Comic Sans

I ran across an article the other day on Facebook about how horrible the Comic Sans MS font is.  Really?  I love this font.  It's my default font for emails in part because it's a bit larger for the size and therefore easier for my old eyes to read.  I love the way it leans towards being cursive without really being cursive.  I gather I'm alone in this since there seems to be a lot of people who hate the font.  

Comic Sans MS is a sans-serif font.  Serifs are the little wispy ends to a letter, the base of the A or the curly cue on the top of the g.  "Sans" means without, so a sans-serif font is a block letter font without all the little flourishes.  The font was originally designed to be used in comics/graphic novels.  You know, the words in the little balloons above the character's head.  It was designed to be a casual font, not at all formal.  It became part of the Microsoft Word program back in the days of Windows 95 so it's been available for a long time.

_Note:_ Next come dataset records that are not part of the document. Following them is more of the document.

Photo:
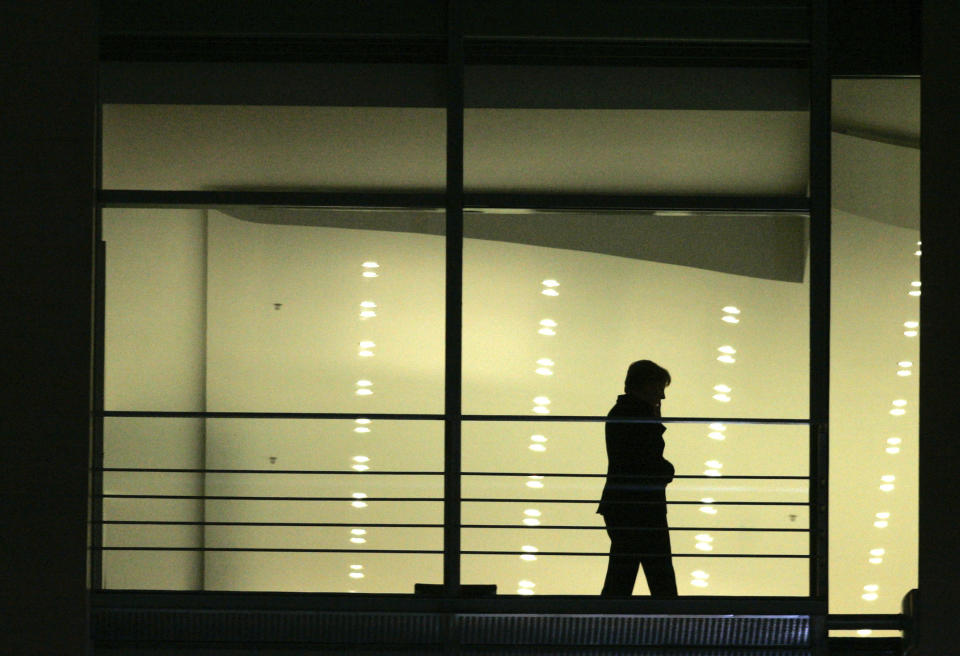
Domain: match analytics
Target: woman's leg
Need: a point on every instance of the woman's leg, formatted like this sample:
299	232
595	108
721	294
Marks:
622	567
661	578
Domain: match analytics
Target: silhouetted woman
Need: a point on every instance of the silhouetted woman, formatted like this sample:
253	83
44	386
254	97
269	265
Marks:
638	472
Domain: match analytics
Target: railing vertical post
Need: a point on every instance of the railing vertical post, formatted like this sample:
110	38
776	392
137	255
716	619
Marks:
454	300
820	89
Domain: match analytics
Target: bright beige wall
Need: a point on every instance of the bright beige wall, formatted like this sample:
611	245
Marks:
154	360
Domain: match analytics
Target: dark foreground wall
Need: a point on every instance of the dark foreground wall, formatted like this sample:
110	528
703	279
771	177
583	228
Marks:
47	118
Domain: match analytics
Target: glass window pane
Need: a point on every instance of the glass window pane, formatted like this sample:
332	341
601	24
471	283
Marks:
265	524
875	330
274	310
721	301
517	499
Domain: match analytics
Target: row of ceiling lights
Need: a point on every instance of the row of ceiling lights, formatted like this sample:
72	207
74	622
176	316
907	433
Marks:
881	519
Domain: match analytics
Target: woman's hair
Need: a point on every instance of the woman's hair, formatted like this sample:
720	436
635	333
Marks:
644	371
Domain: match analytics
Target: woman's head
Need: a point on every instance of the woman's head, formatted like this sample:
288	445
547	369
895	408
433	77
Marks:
646	380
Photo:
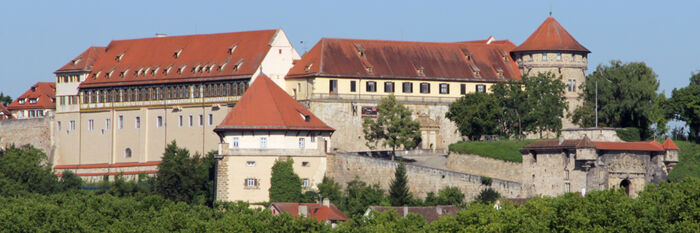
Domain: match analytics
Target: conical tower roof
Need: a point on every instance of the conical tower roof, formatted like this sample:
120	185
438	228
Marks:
551	36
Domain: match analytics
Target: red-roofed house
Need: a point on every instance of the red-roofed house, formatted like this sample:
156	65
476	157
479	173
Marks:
344	79
266	125
594	159
38	101
322	212
123	103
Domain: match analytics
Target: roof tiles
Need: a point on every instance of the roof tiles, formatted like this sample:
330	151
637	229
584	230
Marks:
551	36
186	58
43	92
459	61
265	106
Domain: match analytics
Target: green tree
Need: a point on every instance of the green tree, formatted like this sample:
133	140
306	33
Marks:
546	101
26	169
475	114
399	194
626	97
330	189
5	99
684	105
185	178
393	126
285	185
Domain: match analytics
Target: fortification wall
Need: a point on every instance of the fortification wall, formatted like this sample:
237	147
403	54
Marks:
345	167
346	117
483	166
35	131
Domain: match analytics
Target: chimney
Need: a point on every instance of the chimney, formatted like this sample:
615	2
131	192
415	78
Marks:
303	210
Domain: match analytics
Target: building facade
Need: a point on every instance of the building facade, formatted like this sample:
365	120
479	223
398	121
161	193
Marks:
39	101
136	96
594	159
265	126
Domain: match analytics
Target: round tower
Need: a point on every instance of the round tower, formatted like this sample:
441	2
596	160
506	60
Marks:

The argument against the font seems to center on it's use in formal writing.  Apparently a "casual" font isn't allowed in a formal setting.  I'm not sure what qualifies as a formal setting but I guess anywhere other than in little balloons.  The comparison made was like wearing a clown suit to a formal dinner.  Hmmm.  Maybe the folks in the formal attire need to get over themselves.   

On the other side of the question is what makes Comic Sans MS a perfect font.  It is the fact that nearly every single letter is really different from all the others.  The exception is that b and d are mirror images of each other but g and q are not.  This makes this font perfect for people with dyslexia because it's easier to read, easier to distinguish. 

I learned to write cursive as a child, of course, since I'm old, but these days I use a hodgepodge of cursive and printed letters that sort of reminds me of Comic Sans.  I hope the font doesn't go away for all those with dyslexia and for those of us without.